If you’ll recall, a few months back when the great America pulled out of the Pacific rim trade alliance, Japan placed a tariff on Missouri beef, hurting Missouri beef producers. Then in March, Trump announced tariffs on steel and aluminum, to bolster our steel industry. Congressman Smith held a press event to heap praise on the President and proclaimed the tariffs would be a boon for the bootheel.
Now China has retaliated by placing tariffs on pork, soybeans, cotton, ginseng, and 100 more products. These are our bread and butter here in SEMO. I don’t see congressman Smith holding a press conference to heap condemnation on the President. The sad difference between the steel and aluminum tariffs and the Chinese tariffs is our tariffs will drive up the price of steel and aluminum and the cost of all products made with steel and aluminum hitting rural farmers in the pocketbook as machinery becomes more expensive.
The Chinese tariffs will drive down the price of commodities that the same farmers sell to make a living.
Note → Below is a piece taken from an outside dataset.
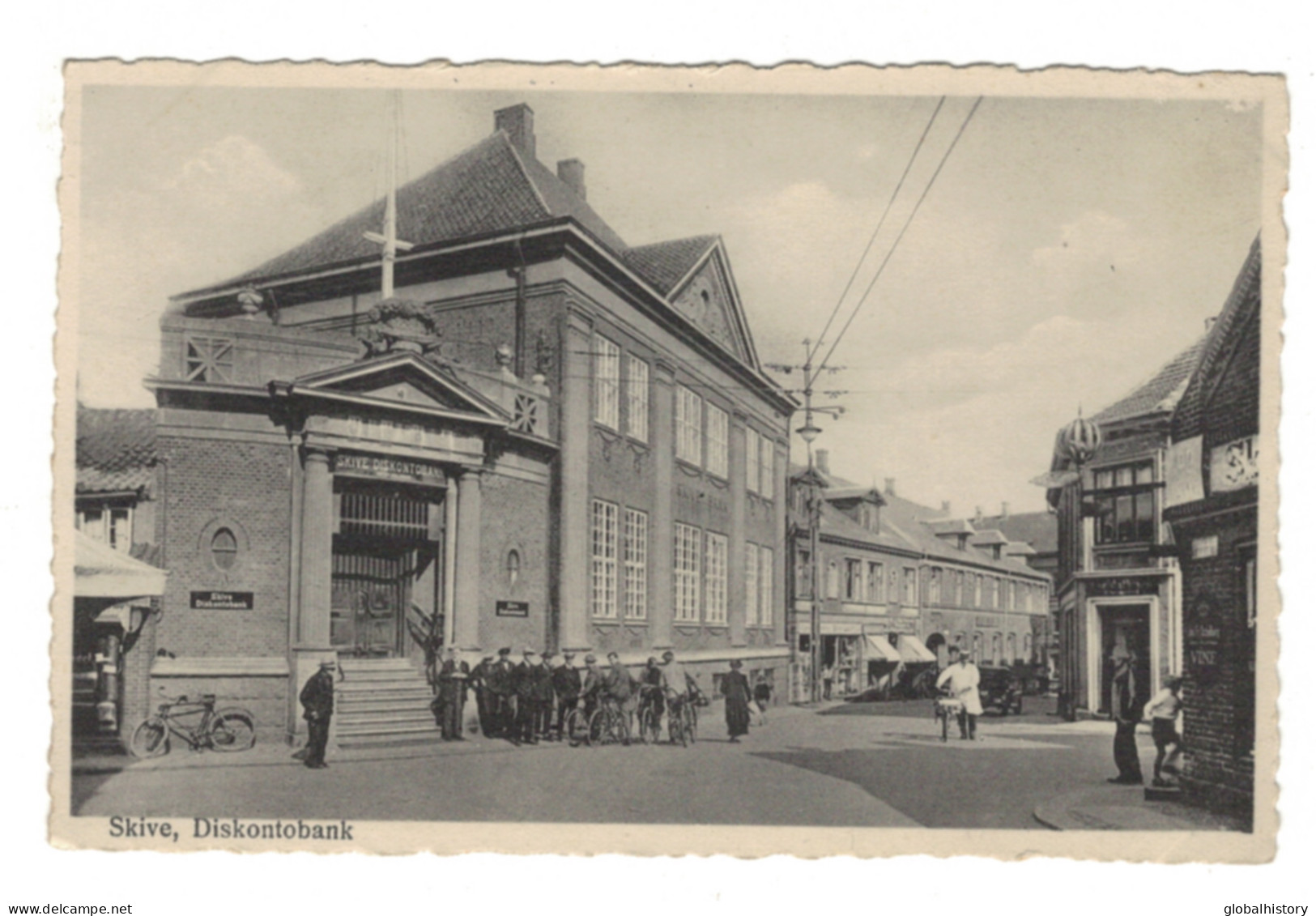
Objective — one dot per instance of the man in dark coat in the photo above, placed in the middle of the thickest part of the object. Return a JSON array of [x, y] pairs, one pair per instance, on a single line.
[[453, 675], [483, 699], [501, 688], [526, 691], [1126, 711], [566, 686], [317, 709]]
It’s a double hit to rural Missouri. The higher price of aluminum may well open the Noranda smelter, but that is at least three years away, so the workers who are waiting for their jobs to return better plant their gardens and find something to do that isn’t farming. What can we expect next? As the price of consumer products rise from the cost of raw materials, and the economy continues to grow, the Federal Reserve has historically raised interest rates to slow inflation.
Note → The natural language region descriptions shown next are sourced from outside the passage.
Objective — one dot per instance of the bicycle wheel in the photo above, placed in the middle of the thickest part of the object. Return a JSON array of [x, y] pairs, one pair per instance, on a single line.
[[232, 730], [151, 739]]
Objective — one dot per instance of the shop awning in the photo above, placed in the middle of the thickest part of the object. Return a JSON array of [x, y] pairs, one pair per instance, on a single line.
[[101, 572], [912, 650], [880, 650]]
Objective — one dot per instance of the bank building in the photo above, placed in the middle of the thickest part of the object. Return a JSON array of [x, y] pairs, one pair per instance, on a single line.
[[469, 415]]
They have already raised rates once and I believe that will continue. Higher interest rates combined with the rise in oil prices will result in higher cost of operations and lower spendable income for rural workers. How do you like Trump now? We would have been much better-off had we subsidized steel and aluminum mills directly as China does with their steel mills. This would have kept the price of raw materials low and avoided this trade war. Democrats have a different idea, instead of raising taxes on commodities, repeal the tax cuts for the rich, put that trillion into the pockets of the people in the form of single payer healthcare and saving US employers billions in employee benefits while putting spendable income into workers pockets.
Forget the wall, build highways! There is a direct correlation between new roads and new jobs. This has worked time and time again throughout history while trickle-down has failed. The good news it is only a few more months until the November elections and you can make that happen!